Mechanical parts are composed of several surfaces. To study the relative relationship between the surfaces of a part, it is necessary to determine a benchmark. The benchmark is the point, line, or surface on the part that is used to determine the position of other points, lines, or surfaces. According to the different functions of the benchmark, it can be divided into two categories: design benchmark and process benchmark. According to the mechanism and characteristics of machining methods, precision machining can be divided into four categories: tool cutting, abrasive machining, special machining, and composite machining.
With the development of machining technology, many new machining mechanisms have emerged. Therefore, in precision machining, especially in micro machining, according to the forming mechanism and characteristics of parts. It can be divided into three categories: removal processing, combination processing, and deformation processing. Removal processing, also known as separation processing, is the use of force, heat, electricity, light and other processing methods to remove a portion of material from a workpiece, such as cutting, grinding, electrical machining, etc.
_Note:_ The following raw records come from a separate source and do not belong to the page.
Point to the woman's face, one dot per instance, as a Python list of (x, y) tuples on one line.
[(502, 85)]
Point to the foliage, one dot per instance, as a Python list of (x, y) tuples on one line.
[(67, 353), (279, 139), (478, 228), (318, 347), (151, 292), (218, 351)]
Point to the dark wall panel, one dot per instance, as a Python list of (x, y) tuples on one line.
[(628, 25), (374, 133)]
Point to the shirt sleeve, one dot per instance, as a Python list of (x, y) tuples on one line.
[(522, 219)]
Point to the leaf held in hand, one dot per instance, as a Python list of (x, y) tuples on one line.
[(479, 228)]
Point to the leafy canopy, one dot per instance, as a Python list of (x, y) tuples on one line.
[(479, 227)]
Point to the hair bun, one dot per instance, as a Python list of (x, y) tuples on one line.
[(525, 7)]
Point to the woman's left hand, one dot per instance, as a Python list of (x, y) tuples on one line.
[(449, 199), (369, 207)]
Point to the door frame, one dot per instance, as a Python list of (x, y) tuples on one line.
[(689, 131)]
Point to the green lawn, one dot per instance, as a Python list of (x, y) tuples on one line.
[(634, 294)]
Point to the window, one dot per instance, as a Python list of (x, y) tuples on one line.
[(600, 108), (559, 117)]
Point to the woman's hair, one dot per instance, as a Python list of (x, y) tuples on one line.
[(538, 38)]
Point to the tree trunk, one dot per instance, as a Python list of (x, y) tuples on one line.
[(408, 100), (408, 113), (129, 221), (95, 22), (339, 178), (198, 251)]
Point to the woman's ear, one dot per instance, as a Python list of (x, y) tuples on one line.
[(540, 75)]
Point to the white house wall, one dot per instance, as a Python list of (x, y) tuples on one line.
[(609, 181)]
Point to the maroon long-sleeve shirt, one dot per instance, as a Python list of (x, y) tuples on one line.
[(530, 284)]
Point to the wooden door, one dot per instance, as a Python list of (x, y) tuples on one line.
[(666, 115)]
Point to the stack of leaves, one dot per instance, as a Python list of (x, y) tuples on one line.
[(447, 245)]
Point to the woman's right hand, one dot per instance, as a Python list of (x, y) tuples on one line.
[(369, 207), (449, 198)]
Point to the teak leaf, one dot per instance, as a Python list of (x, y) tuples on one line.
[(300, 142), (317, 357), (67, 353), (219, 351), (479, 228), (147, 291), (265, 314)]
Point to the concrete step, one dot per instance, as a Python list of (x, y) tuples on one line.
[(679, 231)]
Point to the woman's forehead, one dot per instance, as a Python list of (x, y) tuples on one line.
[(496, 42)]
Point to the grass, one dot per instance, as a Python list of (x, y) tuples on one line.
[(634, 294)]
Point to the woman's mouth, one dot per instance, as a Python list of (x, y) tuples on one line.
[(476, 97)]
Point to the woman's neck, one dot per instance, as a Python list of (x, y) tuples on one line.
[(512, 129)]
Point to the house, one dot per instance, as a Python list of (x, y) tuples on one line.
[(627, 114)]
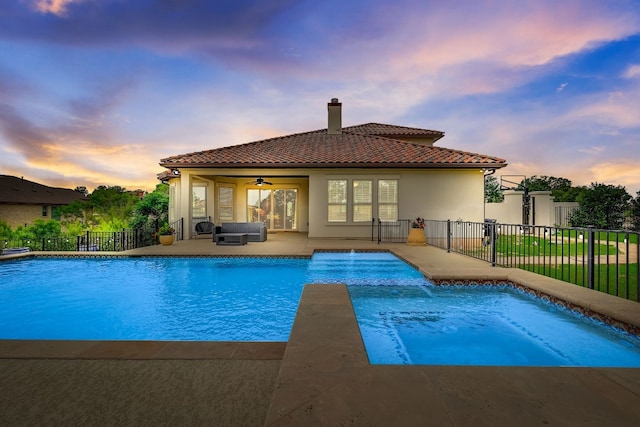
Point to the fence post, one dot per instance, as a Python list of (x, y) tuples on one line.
[(591, 246), (493, 241), (373, 221)]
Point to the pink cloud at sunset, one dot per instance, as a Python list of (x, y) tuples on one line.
[(95, 93)]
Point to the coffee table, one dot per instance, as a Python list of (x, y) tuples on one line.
[(231, 239)]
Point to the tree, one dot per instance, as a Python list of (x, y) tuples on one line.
[(601, 206), (635, 212), (492, 191), (152, 207)]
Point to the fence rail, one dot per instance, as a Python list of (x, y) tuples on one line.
[(97, 241), (605, 260)]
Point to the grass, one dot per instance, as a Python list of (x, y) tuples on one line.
[(603, 236), (513, 245), (609, 279)]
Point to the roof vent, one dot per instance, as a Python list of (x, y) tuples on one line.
[(335, 117)]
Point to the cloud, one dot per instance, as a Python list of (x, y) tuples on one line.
[(55, 7), (619, 171), (632, 71)]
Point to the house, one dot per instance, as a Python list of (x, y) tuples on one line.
[(23, 201), (330, 183)]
So how is precision machining of mechanical parts carried out?
(1) Rough machining stage. Cut off most of the machining allowance on each machining surface and create a precision benchmark, with the primary consideration being to maximize productivity.
(2) Semi precision machining stage. To prepare for the surface finishing, it is necessary to achieve a certain machining accuracy and ensure appropriate machining allowance, in order to eliminate the potential drawbacks that may arise after rough machining, and to complete the processing of the secondary surface together.
(3) Precision machining stage. At this stage, a high cutting speed, small feed rate, and cutting depth are selected to remove the machining allowance left by the previous process, so that the surface of the part meets the skill requirements of the drawing.
(4) The finishing stage. Mainly used to reduce the surface roughness value or strengthen the processed surface, primarily used for surface processing with high requirements for surface roughness (ra≤ 0.32μ m).
(5) Ultra fine machining stage. The machining accuracy is within 0; 0.0μ m. Surface roughness value ra≤ 0.00μ The processing stage of m. The primary processing methods include precision cutting, mirror grinding, precision grinding, and polishing.